* * *
Hollywood guy wound his fingers in mine, leading me through the crowd. “It’s just beyond here.”
It felt wrong to hold his hand, wrong and dangerous, but I let him. I let him weave us through the crowd, past skimpy dresses and bikinis that shone like dragon scales. Above us, I even caught a glimpse of Abigail dancing on one of the stages, until we were at the edge of the club, overlooking the black sea.
Technically Grayson hadn’t said anything about holding hands with others.
“Do you know what’s inside these rocks?” Hollywood asked.
“Shouldn’t you be deep-throating the Academy?”
Grayson.
Grayson, with a twinkling sea of dancing at his back.
Hollywood heartthrob stared at me a moment longer, then slowly lifted his bright-green eyes.
“Nice to see you, too, Crowne,” he said easily.
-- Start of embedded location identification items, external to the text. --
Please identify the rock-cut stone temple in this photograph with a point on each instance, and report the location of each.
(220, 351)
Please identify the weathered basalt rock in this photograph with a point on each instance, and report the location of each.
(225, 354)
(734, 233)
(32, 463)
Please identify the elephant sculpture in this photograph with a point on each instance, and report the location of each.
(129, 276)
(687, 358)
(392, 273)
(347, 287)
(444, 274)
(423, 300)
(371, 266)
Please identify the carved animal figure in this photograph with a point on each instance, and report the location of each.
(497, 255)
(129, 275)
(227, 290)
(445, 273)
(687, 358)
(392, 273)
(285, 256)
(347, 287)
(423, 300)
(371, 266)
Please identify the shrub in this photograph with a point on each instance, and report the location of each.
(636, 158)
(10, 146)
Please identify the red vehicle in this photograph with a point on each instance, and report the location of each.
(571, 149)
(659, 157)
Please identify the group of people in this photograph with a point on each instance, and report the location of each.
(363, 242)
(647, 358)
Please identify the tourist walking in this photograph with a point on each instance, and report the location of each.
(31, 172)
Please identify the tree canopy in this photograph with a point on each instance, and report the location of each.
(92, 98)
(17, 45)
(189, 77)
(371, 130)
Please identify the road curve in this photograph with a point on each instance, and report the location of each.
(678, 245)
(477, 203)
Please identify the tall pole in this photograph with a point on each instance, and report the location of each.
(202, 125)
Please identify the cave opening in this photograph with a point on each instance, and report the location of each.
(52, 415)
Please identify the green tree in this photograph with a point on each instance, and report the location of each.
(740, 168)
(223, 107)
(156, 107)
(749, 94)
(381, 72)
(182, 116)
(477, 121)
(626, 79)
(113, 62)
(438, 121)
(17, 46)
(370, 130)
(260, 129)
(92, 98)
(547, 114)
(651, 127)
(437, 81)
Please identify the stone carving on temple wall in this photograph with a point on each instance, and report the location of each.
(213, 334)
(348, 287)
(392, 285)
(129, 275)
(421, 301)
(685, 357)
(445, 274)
Grayson didn’t look at me, but I knew better now than to think his attention wasn’t laser focused on me.
“This one belongs to me.”
Hollywood eyed me. “Didn’t see your name on her.”
Grayson stepped forward and grabbed my elbow, his grip surprisingly gentle. “It’s not on me they don’t teach you to read in Hollywood.”
Grayson didn’t wait for his response, dragging me away.
“Talk to you later, new girl…” Hollywood’s voice drifted over my shoulder. Grayson’s grip tightened at his voice. It excited me—it shouldn’t have, but it did.
My heart pounded. At Hollywood’s attention, at Grayson’s tight grip, at being talked about like I was little more than dirt once more.
Grayson shoved me into a room built into the rock and slammed the door.
“Am I not giving you enough attention?” he asked, tone deadly impassive. “Did you forget what you signed already?”
“Don’t talk to anyone,” I mumbled. “But that’s an insane request, and I won’t fucking follow it. And he came up to me.”
A pause followed, the thumping beat pounding against the rock like it wanted to get in.
“Why do you care?” I asked.
He laughed. “I don’t give a shit.”
“Liar,” I yelled. “You act like nothing matters, like you’re just as corrupt and depraved as the rest of them, but I see you, Gray.”
He stepped closer, voice a low snarl. “What do you think you see?”
I stuttered. “I—I—”
“Tell me, Snitch. What do you see?” He cornered me against the wall, shoulders wide and head bent. Forcing me to crane my neck back to see into his eyes. “You must have painted a pretty fucking picture in your head. I wonder if you can outdo my stans—their pictures are pretty goddamn perfect.”
“It’s not pretty,” I whispered at last.
He reeled, and even in the low light, I saw the surprise, the furrowed brow.